As I was typing that I realized that sosos...makes SOS.  Sort of.   I'm not throwing in the towel, but I'm not a superstar either.  I realized I'm miserable in my clothes, having gotten rid of all the bigger ones.   I still have the "belly constrictor girdle" type thing that I wore after surgery and I've put those on to keep the muffin top from spilling over...but clothes and those just aren't comfortable.   I can honestly remember what it felt like to put on a pair of pants and have them slide up effortlessly, and button or snap w/ no problem.  
 
I have worked out on the elliptical roughly every other day minus a couple.  I have purchased frozen veggies and stocked both the freezer at work and the freezer at home.   I have low fat/low cal veggie soups at work for days I forget to bring a lunch.   I've gotten a new phone and d/l the WW app onto it so I can always track no matter where I'm at.
 
I want to be a size 10 again.   I want to be able to get my rings off with ease.   I want to fit into all those clothes I bought last year.   I want this to work for me again.   I feel like I'm slowly clawing my way back...but it is so much harder than it was last time....There is a gremlin on my shoulder saying  "Just one won't hurt"....I need to kick his little ass and get him into the next county or something!
 
I remember thinking this morning about that phrase...The time will pass anyway and thinking back to late August when I was feeling like I needed to get back on it....I'd be 10 pounds lighter now than I was then if I'd just buckled down and started back on plan instead of putting it off...See, the time did pass and I have nothing to show for it but extra pounds instead of less.
 
Thanks for hanging in with me.  You are all the best!

Comments to this post:

don't give up

you were able to reach goal...unlike many of us.  THe reason you reached goal in the first place was because you didn't give up!


Hang in there!!!

Keep going

You really can do it. You know how and you have done it before. I was so inspired after looking around your blog. Every day counts. Just make each one a healthy one and you will find your way back to your clothes and your happiness! :)

....

You're back on track now & can kick those 13lb to the curb by the year's end. Of that I am certain!!
You need a fairy to sit on your other shoulder & remind you of the healthy options available when the gremlin is being naughty!! xx

...

Changing habits is hard, but you'll get there.  You can do it.  And don't forget that WW phrase, "progress, not perfection." 

hEY

Well I was sad for you as I read this post. I'm sorry to hear that you're having these feelings. I genuinely can empathize and I wish I could do more to help.

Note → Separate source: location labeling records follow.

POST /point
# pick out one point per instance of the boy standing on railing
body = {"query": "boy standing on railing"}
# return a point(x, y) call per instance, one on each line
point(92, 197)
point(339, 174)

I guess the only insight I can offer is that you are trying to go back "on plan" and not back to a happy medium. A compromise may be what you need.  

I've always been suspicious of the whole ball of wax regarding "on" or "off" plan.  It's a tough situation. You will find your way, though, I mean you're smart enough to know not to give up. keep blogging. tomorrow is a new chance. 

Wish I could do more to fix this for you.  I guess I could buy you an all expense paid trip to the biggest loser camp....if I could afford it I would send us both...a girl can dream

i'm with you!

Yep, it's SUPER hard..... but we can do it. If we've done it once we can do it again.... hang on in there!

...

big picture - you have done so well!  i know my graph doesn't show it as it only shows what's happened since i was on ep - but i lost and then put on heaps of weight in the few years before i came on here (around 40lb) so i know how discouraging it is to have to get back on the horse.    But we can do this!  One day at a time - and keep on blogging because we are all in this together and if you don't blog we won't know how you are feeling xoxox

:)

You will get there again hun.


You know what it feels like.

You want it too much to not keep at it.

((hugs))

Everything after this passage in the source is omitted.